Fig. 3. A generalized linear model dissociates time-varying encoding during late activity.

a We constructed a kernel-based GLM encoding model in which variables related to the sensory environment, task, and behavioral state were included as predictors of firing rate. Binary task variables were convolved with raised cosine basis functions that spanned the relevant time window to model transient firing rate dynamics. b Model fits for three example neurons (one V1 neuron from each task version) show that predicted and actual firing rates closely overlap and that both sensory-driven activity (example #1), as well as report-related activity for both visual and auditory hits (examples #2–3), are captured by the model. The five stimulus-response combinations that had the most counts are plotted (trials with false alarms and licks to the incorrect spout are omitted). c Explained variance over time for subsets of predictors. Each line shows how much firing rate variance is explained for each time bin across trials based on only including a subset of all predictors. Shaded area corresponds to s.e.m.

Fig. 4. The onset of late activity is delayed in MST mice.

a The Venn diagrams show for each training cohort the percentage of neurons encoding orientation (grating after stimulus change), occurrence (presence of a visual change or not), or hit/miss (visual hits versus visual misses, with no lick response) as established with ROC analysis. Only maximum visual change trials were used. Shown are percentages out of all coding neurons; percentage of non-coding neurons per cohort: NE: 15.5%; UST: 13.3%, MST: 35.6%. b Fraction of neurons (summed over all recordings) coding for task-relevant variables over time. Each coding fraction is baseline-subtracted and normalized by its maximum.

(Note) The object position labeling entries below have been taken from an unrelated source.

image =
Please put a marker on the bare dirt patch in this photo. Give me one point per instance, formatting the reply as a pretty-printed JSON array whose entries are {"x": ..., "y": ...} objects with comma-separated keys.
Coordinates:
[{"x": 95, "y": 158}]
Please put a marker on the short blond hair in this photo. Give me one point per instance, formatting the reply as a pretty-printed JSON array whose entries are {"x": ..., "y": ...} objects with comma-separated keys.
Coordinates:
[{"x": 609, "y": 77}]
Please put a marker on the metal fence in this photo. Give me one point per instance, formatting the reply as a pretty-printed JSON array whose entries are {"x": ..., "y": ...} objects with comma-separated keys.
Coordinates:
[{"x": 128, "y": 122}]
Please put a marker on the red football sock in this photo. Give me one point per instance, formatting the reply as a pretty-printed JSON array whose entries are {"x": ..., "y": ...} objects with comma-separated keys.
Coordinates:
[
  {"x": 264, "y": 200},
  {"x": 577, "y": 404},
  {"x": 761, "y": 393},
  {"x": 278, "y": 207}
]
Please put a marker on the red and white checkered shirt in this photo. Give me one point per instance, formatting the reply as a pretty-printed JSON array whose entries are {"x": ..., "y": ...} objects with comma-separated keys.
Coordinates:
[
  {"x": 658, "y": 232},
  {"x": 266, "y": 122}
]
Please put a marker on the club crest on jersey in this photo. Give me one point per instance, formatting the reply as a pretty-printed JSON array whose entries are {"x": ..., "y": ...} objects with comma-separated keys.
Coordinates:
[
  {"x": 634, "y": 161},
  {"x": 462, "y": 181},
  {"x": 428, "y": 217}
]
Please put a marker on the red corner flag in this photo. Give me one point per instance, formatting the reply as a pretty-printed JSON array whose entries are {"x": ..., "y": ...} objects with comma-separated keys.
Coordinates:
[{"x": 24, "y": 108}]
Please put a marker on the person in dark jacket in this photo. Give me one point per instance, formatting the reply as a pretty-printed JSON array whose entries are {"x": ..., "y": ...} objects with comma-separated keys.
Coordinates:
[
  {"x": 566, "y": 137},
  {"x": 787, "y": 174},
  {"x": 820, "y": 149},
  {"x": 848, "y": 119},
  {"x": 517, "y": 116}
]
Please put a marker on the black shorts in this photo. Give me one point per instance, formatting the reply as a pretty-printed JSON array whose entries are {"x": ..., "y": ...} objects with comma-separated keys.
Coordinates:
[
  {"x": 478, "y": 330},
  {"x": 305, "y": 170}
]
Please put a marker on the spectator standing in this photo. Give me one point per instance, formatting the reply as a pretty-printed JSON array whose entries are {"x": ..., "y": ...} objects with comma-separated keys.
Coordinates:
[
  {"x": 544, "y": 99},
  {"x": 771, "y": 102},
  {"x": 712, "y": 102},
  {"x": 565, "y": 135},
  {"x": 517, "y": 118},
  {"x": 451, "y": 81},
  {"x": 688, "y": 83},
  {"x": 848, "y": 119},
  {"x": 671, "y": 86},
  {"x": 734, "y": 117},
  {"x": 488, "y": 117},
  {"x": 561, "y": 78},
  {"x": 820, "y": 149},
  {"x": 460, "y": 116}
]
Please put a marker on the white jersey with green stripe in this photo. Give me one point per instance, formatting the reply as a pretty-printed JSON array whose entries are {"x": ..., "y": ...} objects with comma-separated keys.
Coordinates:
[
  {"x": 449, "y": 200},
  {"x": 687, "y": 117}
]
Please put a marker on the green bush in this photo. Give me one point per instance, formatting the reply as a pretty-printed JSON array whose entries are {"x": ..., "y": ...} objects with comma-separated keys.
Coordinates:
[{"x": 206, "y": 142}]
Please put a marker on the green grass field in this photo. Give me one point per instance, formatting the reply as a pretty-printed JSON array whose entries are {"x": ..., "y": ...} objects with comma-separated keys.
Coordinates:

Visual hit/miss coding (hits vs misses) was only present in UST and MST mice (as expected) and started earlier in UST than MST mice (highlighted with black arrows). c Heatmaps of the fraction of coding neurons across time and cortical depth, with neurons binned based on their recorded depth relative to the granular layer (400–550 μm from dura). Only UST and MST cohorts were included to compare sensory and hit/miss coding in the same datasets. SG = supragranular, G = granular, IG = infragranular. Occurrence coding, 0–200 ms, ANOVA, SG versus IG, F(1,16) = 7.21, p = 0.016. Hit/miss coding, Thr, 200–1000 ms, G vs IG, F(1,15) = 5.21, p = 0.037; Max, G vs IG, F(1,15) = 4.96, p = 0.042. Significance (sidebars): *p < 0.05. d Earliest increase in the fraction of significantly coding neurons. Mean ± 95% CI (bootstrap). The apparent fast onset of visual occurrence coding is likely due to temporal smoothing of firing rates. (Bootstrap test, two-sided, UST n = 128, MST n = 306 neurons, p = 0.012) e Reaction time correlated with the onset of hit/miss coding in population-averaged activity (ANOVA, n = 26 sessions, F(1,24) = 5.15, p = 0.03). Gray dotted line shows linear regression fit. Each dot is one session. Error bars show mean ± SEM. f Same as e, but now for the bootstrapped average for each visually trained condition using single-neuron AUC (as in d). Reaction time correlated with the earliest moment of significant hit/miss coding (ANOVA, F(1,2) = 102.33, p = 0.0096). Error bars show bootstrapped mean and 95% CI. Blue dotted line at 200 ms marks the time point where late photostimulation was applied (see Fig. 5d). At this point, unisensory trained mice already showed hit/miss- coding in V1, while multisensory trained mice did not.

Fig. 5. Late silencing of V1 selectively impairs task performance of sessions with slow reaction time.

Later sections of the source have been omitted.